Now Kit was the wolf, and prowled the night. It was Kit, whose schemes were revealed, whose plots tolled his end as surely as an unsound bell. Kit whom the council suspected, who’d made himself suspicious to Cecil, who cowered in the shadows of his own mind, and who woke up covered in blood. Kit who now fed on human flesh more openly than he had before, and yet was this feeding so different from taking payment for the lives of friends?

And if this were all Kit, how could he be stopped, unless his immortal, fugitive Mistress knew of some simple that evaded the might of men.

And if it were not Kit, then, again, Silver must hold the cure.

“Can you not minister to a mind diseased?” Kit heard his own voice moan, and startled himself with its piteous tone. He yelled after Will’s now far-away, walking-away back, “Pluck from the memory a rooted sorrow. Raze out the written troubles of the brain and with some sweet oblivious antidote cleanse the stuffed bosom of that perilous stuff which weighs upon the heart. Good, sweet Will, for friendship’s sake. For the sake of humanity and kindness.”

But humanity and kindness didn’t so much as make Will turn back at Kit’s pleading.

Taking hold of his stray emotions, Kit swallowed hard. He ran his fingers through his entangled hair. What a fright he must look. What a sight. If anyone who knew him, who respected him should see him now.... How foolish they’d think him, how week.

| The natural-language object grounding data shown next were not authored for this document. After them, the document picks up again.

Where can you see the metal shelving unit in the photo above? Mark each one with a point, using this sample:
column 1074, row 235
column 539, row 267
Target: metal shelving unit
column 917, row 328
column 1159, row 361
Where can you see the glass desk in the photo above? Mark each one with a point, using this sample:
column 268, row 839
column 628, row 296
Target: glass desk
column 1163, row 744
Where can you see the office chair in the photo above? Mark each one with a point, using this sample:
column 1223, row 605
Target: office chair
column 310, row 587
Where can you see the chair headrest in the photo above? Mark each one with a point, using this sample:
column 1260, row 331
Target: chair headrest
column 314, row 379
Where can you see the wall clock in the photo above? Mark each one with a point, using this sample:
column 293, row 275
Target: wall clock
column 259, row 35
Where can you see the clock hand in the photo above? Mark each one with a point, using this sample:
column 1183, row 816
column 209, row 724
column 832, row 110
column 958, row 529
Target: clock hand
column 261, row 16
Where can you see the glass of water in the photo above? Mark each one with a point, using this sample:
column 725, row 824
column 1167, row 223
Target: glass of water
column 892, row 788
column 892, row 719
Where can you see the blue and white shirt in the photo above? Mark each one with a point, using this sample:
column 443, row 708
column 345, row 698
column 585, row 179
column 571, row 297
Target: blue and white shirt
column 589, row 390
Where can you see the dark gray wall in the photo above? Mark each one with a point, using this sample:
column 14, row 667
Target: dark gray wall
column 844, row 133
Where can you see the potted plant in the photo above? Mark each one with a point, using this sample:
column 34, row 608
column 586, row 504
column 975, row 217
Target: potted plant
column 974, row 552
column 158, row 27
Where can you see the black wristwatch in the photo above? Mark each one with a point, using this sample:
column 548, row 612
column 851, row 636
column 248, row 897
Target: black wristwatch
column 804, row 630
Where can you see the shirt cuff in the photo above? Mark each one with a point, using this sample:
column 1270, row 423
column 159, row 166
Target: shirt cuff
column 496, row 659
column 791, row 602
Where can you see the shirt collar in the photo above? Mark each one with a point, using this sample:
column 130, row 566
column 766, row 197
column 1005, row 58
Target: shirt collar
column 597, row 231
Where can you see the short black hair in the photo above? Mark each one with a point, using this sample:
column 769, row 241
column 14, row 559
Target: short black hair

If his enemies in the secret service should see him now, what easy prey, what a mark they’d not deem him.

He took a deep, deep breath.

“Soft, I dreamed. It was all a dream.”

But within him, the wolf howled triumph.

Scene Twenty Five

A tavern, in a narrow street, the ground muddy with accumulated refuse. Large, fearsome pigs run amid the people. Through the street Ariel walks, bewildered, confused, evading men who would hire her for a bawd, and shrinking from women’s envious gaze.

A
riel had walked too far. Her magic, and her magic horse, conjured by it, had both waned as she neared town. Her horse had vanished.

She’d never entered the city. London, with its dark walls, its gates upon which heads and limbs of traitors were displayed, rotting and festering, kite-pecked and fly infested, put out such a dark emanation, such pestilent reach, that Ariel could not convince herself to go there.

She’d followed the trail of Quicksilver’s power to Will’s lodgings. There, a little man, speaking in a funny accent, had told her that no one was within and that Will had gone to eat at a tavern down the road a piece.

Down the road a piece
was a long while down a rutted, muddy lane, filled with people and animals.

It rained, a dispirited drizzle, and though Ariel’s magic prevented her getting soaked, the rain turned the ground underfoot to silty mud.